2 Replies Latest reply on Jun 14, 2007 12:19 PM by norman.richards

    Why limiting SEAM to Web Applications?

    de54hsa

      Hi there,

      I monitored the subject SEAM and related issues since beginning of this year. I like the concepts but the implementation is limited to web services (if I understand it well). For our development work, this is a major pitfall.

      We are developing rich clients using Swing due to requirements and historic reasons. We are locking to improve our development and framework environment. It would help us if SEAM could also work with traditional fat client concepts.

      Can someone give me answers about the questions?:

      ? Is SEAM really limited to web services/ application?
      ? Why, is this the case?
      ? Did someone thing about to transpose it to SWING or SWT based clients?
      ? What is/are the reason/s not to do it?

      From a theoretical and architecture viewpoint, I do not see any showstopper that it should not work. It looks like that the new CRUD features of Netbeans Matisse use similar constructs.

        • 1. Re: Why limiting SEAM to Web Applications?
          stu2

          Nothing in seam limits its use to web clients, though obviously a large amount of effort has been put into making JSF development smoother. A swing client can access a seam backend via EJBs remotely (right?
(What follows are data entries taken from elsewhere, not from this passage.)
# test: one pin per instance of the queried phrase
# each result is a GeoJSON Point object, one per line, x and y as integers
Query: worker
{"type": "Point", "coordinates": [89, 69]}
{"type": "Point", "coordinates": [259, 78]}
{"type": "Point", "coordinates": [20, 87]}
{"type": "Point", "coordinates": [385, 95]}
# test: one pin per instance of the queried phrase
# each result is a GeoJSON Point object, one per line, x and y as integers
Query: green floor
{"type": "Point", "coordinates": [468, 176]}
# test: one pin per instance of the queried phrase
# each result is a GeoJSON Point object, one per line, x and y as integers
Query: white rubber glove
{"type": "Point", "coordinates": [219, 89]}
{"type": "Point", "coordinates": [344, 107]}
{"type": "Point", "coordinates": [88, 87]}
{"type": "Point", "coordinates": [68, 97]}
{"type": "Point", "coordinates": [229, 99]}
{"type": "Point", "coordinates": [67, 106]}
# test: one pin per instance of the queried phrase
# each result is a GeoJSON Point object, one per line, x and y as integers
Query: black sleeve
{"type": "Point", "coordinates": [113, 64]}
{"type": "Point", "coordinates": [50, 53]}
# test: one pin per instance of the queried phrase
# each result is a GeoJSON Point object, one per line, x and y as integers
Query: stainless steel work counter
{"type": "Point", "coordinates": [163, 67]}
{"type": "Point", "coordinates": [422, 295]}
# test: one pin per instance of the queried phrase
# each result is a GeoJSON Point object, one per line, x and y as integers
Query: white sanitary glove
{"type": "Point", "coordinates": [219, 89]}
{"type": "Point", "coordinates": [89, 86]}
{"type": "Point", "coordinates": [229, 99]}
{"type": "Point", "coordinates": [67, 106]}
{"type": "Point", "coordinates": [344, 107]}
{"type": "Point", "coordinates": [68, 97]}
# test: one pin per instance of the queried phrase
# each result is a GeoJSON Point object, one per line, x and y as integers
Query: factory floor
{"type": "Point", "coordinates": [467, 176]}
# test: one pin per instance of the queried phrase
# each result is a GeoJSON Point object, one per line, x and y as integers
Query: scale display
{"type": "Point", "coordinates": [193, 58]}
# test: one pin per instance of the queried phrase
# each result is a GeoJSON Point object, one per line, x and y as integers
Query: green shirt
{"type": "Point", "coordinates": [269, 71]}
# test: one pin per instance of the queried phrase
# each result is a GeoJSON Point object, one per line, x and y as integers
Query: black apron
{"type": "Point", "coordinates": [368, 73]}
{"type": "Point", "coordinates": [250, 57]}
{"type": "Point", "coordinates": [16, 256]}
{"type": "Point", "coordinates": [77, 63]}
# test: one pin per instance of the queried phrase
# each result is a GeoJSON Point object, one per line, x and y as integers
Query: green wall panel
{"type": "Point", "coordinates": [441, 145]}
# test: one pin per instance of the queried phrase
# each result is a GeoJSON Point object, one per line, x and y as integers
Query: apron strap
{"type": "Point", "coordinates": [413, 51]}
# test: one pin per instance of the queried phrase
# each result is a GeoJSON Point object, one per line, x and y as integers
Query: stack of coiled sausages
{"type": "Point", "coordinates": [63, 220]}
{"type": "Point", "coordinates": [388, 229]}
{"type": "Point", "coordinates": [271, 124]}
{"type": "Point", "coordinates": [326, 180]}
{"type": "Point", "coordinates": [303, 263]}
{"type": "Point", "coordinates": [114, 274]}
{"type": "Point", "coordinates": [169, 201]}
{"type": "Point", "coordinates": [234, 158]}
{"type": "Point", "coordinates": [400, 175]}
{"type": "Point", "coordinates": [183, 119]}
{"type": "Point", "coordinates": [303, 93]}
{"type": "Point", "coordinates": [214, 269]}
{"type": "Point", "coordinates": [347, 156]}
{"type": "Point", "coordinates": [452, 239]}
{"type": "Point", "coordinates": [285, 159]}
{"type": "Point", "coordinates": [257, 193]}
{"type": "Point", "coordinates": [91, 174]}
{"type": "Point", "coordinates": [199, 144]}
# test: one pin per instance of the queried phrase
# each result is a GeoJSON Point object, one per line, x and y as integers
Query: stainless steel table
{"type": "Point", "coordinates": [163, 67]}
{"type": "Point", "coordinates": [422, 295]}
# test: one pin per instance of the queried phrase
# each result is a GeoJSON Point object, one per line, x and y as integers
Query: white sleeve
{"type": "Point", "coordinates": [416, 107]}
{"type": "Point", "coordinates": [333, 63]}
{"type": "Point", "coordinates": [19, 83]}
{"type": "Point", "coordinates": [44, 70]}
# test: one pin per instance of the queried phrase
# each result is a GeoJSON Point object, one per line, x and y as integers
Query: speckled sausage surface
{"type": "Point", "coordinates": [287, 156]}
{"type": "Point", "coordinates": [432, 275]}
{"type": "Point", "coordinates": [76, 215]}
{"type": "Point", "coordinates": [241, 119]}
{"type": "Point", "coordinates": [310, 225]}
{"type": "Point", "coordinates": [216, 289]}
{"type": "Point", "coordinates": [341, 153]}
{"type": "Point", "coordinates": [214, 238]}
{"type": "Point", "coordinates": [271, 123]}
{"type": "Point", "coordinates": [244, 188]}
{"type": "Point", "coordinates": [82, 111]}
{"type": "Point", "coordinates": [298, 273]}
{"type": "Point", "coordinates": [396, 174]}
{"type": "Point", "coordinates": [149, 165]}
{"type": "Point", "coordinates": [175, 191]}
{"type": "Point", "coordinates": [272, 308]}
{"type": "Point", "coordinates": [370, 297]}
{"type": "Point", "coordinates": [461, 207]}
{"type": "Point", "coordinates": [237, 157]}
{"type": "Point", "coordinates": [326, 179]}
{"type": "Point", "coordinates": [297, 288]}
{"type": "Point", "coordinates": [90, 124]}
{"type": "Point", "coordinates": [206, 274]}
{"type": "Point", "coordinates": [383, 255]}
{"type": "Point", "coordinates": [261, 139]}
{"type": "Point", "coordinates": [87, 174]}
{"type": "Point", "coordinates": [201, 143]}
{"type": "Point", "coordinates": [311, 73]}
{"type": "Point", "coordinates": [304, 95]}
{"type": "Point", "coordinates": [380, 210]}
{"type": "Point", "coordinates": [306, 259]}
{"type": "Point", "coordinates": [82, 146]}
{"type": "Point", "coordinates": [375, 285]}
I don't think you'd get conversational support though that's less important anyway with a stateful client). You can also use the webservice capabilities of JEE 1.5. Simplifying this is a major focus of current seam development in fact.

          • 2. Re: Why limiting SEAM to Web Applications?

            There's certainly no reason that Seam has to be limited to web application development. We've even talked some about using it in Swing applications. However, I don't think anyone sees it as a huge priority right now. I'm sure we'd welcome contributions from anyone who wants to use Seam outside of web applications.